Após períodos de altas e depois períodos em que o mercado recuou, esta última semana foi de poucas alterações no mercado brasileiro de milho. Em uma ou outra praça houve uma mudança mais significativa, mas em linhas gerais ocorreu acomodação nas cotações.

Segundo o consultor de SAFRAS & Mercado, Paulo Molinari, o mercado esteve um pouco confuso na semana, com preços variando muito em cada negócio realizado e com dispersão entre compradores e vendedores. Assim, o comportamento foi heterogêneo, variando de região para região, mas sem grandes oscilações.

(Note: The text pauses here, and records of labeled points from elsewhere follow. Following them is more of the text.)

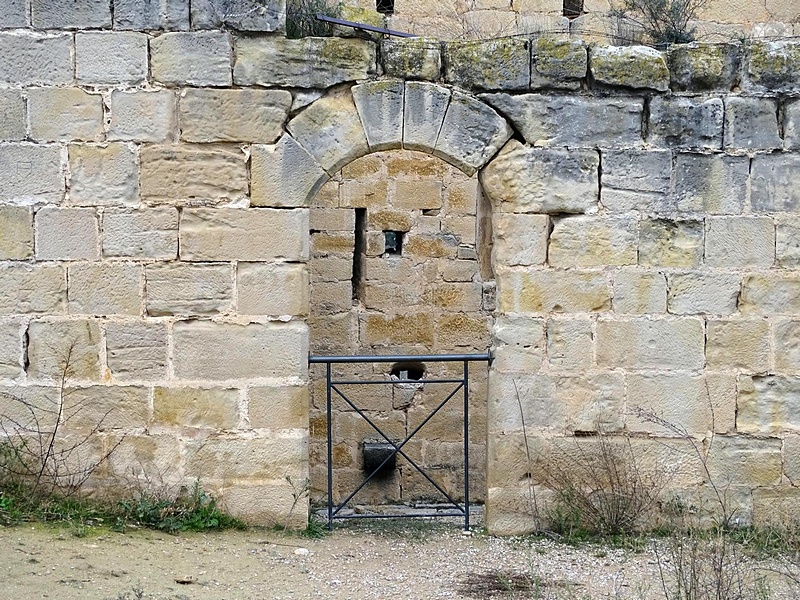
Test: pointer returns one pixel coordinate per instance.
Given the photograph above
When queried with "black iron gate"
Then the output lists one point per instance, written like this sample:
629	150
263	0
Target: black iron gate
395	448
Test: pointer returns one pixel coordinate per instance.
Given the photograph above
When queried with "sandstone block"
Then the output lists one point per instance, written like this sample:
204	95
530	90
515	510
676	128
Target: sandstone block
31	174
542	180
64	114
71	347
195	407
105	289
306	63
201	58
587	241
143	116
136	350
16	233
251	351
36	59
246	235
687	122
103	175
67	234
173	174
110	58
187	289
651	344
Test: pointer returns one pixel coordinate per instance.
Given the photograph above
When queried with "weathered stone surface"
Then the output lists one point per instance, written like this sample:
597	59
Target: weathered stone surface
191	58
380	106
36	59
192	174
495	64
244	235
56	347
629	66
16	233
251	351
145	233
751	124
64	114
136	350
573	121
31	174
686	122
710	183
702	293
67	234
542	180
637	292
283	62
143	116
105	289
667	243
181	289
103	175
740	242
233	115
330	130
110	57
588	241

No balanço da semana, o preço do milho na base de compra no Porto de Santos subiu de R$ 58,50 para R$ 60,00 a saca.

Já no mercado disponível, o preço do milho em Campinas/CIF caiu na base de venda na semana de R$ 61,00 para R$ 60,00 a saca de 60 quilos. Na região Mogiana paulista, o cereal passou de R$ 60,00 para R$ 59,00 a saca no comparativo.

Em Cascavel, no Paraná, no comparativo semanal, o preço se manteve em  R$ 56,00 a saca na base de venda. Em Rondonópolis, Mato Grosso, a cotação se manteve em R$ 52,00 a saca.  Já em Erechim, Rio Grande do Sul, houve avanço de R$ 62,00 para R$ 64,00.

Em Uberlândia, Minas Gerais, as cotações do milho recuaram na semana de R$ 57,00 para R$ 56,00 a saca. Em Rio Verde, Goiás, o mercado ficou estável em R$ 54,00 a saca.

Exportações

As exportações de milho não moído, exceto milho doce, do Brasil apresentaram receita de US$ 511,110 milhões em setembro (8 dias úteis), com média diária de US$ 63,888 milhões. A quantidade total de milho exportada pelo país ficou em 3,074 milhão de toneladas, com média de 384,260 mil toneladas. O preço médio por tonelada ficou em US$ 166,30.

Na comparação com a média diária de setembro de 2019, houve alta de 25,98% no valor médio diário exportado, avanço de 25,26% na quantidade média diária de volume e ganho de 0,58% no preço médio Os dados são do Ministério da Indústria, Comércio e Serviços e foram divulgados pela Secretaria de Comércio Exterior.